27. In Apparao Manaji vs. Sadhu (supra) this Court has held that once the revenue records disclosed possession, presumption of its continuity arises as tenant can not be evicted or loose possession otherwise than in due course of law. Here, I have already held reliance on spot panchanama by Tahasildar or by Additional Collector to answer issue of possession against Hari unsustainable. In Ganpat vs. Yeshwant [2000(2) ALL MR 338] (supra), the Division Bench of this Court has noticed difference in scheme of S. 38 & 38E of 1950 Act and then found that deposit of purchase money is not condition precedent for issuance of ownership certificate under S. 38E(2) and purchase can become ineffective only in eventualities specified in its subsection (3). In Limbaji Shankar Munde vs. Bhaurao Baliram Munde [2010(2) ALL MR 179] (supra) this Court has found Tahasildar justified in entertaining an application by tenant under S.38E(1) of 1950 Act and directing the delivery of possession. It is held that said provision does not contain any stipulation about limitation & same can not be imported & read into it. In facts before me, Hari & after him Deorao have been in possession of disputed lands and application by Hari in 1985 & 1988 as discussed above is within fourcorners of law & maintainable.

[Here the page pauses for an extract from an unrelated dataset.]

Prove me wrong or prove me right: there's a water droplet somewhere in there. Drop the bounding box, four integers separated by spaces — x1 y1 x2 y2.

28. With the result, though some of my reasons are different than Maharashtra Revenue Tribunal, in the end, I do not see any case made out warranting interference in exercise of writ jurisdiction. Petition is dismissed. No costs.
29. At this stage Advocate Shri Deshmukh seeks continuation of interim order granted on 23rd July, 2002 for twelve more weeks. Shri Kulkarni is strongly opposing the prayers. However, in the interest of justice, the said interim order is continued for twelve weeks more from today and shall cease to operate automatically thereafter.